I remembered googling Cameroon before I embarked on my mission, wondering what it was that I was here to document as anything I found was either years old or related to the soccer, which frankly I haven’t learnt to love. It appeared Cameroon was doing ok so at least their 90 year old president continues to claim.
This series examines the repercussions of conflicts during and post. It examines the lives and livelihoods obliterated during these conflicts which are occurring as we speak. Stories of survivors attempting to rebuild in the harshest of political and social climates, and amidst a climate crisis that rages across the world to have it all torn down again due to continued conflict, floods or droughts. When one is stuck in that vicious cycle and with constant provocations, it isn't as simple to get out of it as options simply aren't there. People are left with their sole resilience to live, albeit in fear and through struggles we can only imagine.
The Northwest/South West conflict which is a conflict between Anglophones and Francophones continue to instigate a great amount of fear preventing children and teachers from resuming schools. This conflict reared its head back in about 2017 and continues to this very day.

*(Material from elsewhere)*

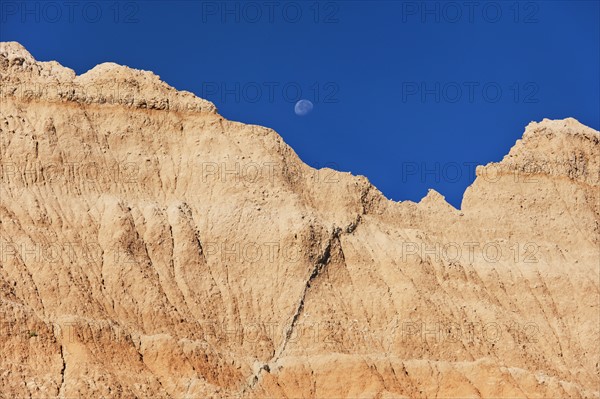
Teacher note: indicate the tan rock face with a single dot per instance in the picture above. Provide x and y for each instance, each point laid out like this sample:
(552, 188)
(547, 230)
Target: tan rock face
(151, 248)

We are talking about more than 50 percent of schools remaining shut. This equates to around 500,000 children who are not currently back at school because they do not have safe access to education. We are talking about children and teachers being told to strip in front of each other while gasoline was poured over them! We are talking about teachers having their limbs dismembered simply because they were employed by a state school. In fact, anyone who worked for a government-linked company of any sort were targeted, beaten, disfigured. Retaliation from government forces have been just as brutal.
Boko Haram continues to conduct horrendous attacks and displace a large part of the population up in the Extreme North of Cameroon. I have listened to women as they recounted their experiences, having had their homes burnt to the ground or who have been sexually assaulted by groups of soldiers. I have seen the fear in their eyes when they described trying to run as fast as they could with babies on their backs. I have seen the sorrow in them when they talked about loved ones they’ve lost. Those who weren’t as lucky were captured, kept in underground cages that they themselves were made to dig and offered to a soldier as an inaugural gift then placed back into the hole once the soldiers have had their fill. The elderly suffered too, their legs too feeble to carry them in their attempt to escape. Boko Haram continues to struck horror in the hearts and minds of people.
Once predictable, the weather is no longer so. People are describing events they not their grandparents have ever experienced at particular times of the year. They have seen wetlands completely dry up, green mountains turn to bare earth or so much rain that suddenly families are finding themselves risking their lives whilst remaining in a flood zone because the persistent floods have actually brought in fish stock! I think it’s easy for the climate crisis to be overlooked in countries where alternatives and options are available. Should we not be able to grow vegetables or fruits in our own backyard so to say, global sources are readily available in our supermarkets. In places where people’s very source of food, survival of livestock, water source and income are dependant on predictability of weather patterns, the climate crisis becomes grossly apparent, it’s impacts dire.
On the flip side of all of these that was very apparent as I went from one terrifying ordeal to another, was the act of human kindness. Host communities stood forth and was selfless in their attempt to aid those who were displaced. Some have done so for years on end. For communities such as these, food source and supply is already a problem for the existing population, let alone trying to keep more bellies full. The government offers little to no assistance whatsoever. People are left to their own accord and to the goodwill of others who could so easily have turned them away. However everyone has lost someone here in this part of the world.
In many countries in this part of the world and I’m sure where war and conflict are concerned in other parts of the world, there is death, displacement, assaults of all kinds and then having to live through memories of it all. I am uncertain of the motivation. I am assuming it to be a horrific way of instilling fear and subsequent control of a large population. The stories I have learnt disgusts me to the very core, yet they are used as weapons. Girls, women - young and old. Women are often left to hold up the world, their world and those around them. The ones I have met have gone through an ordeal that lot many of us would survive from. They have. They will.
However this should not be happening and hidden from the rest of the world. This just should not be happening at all.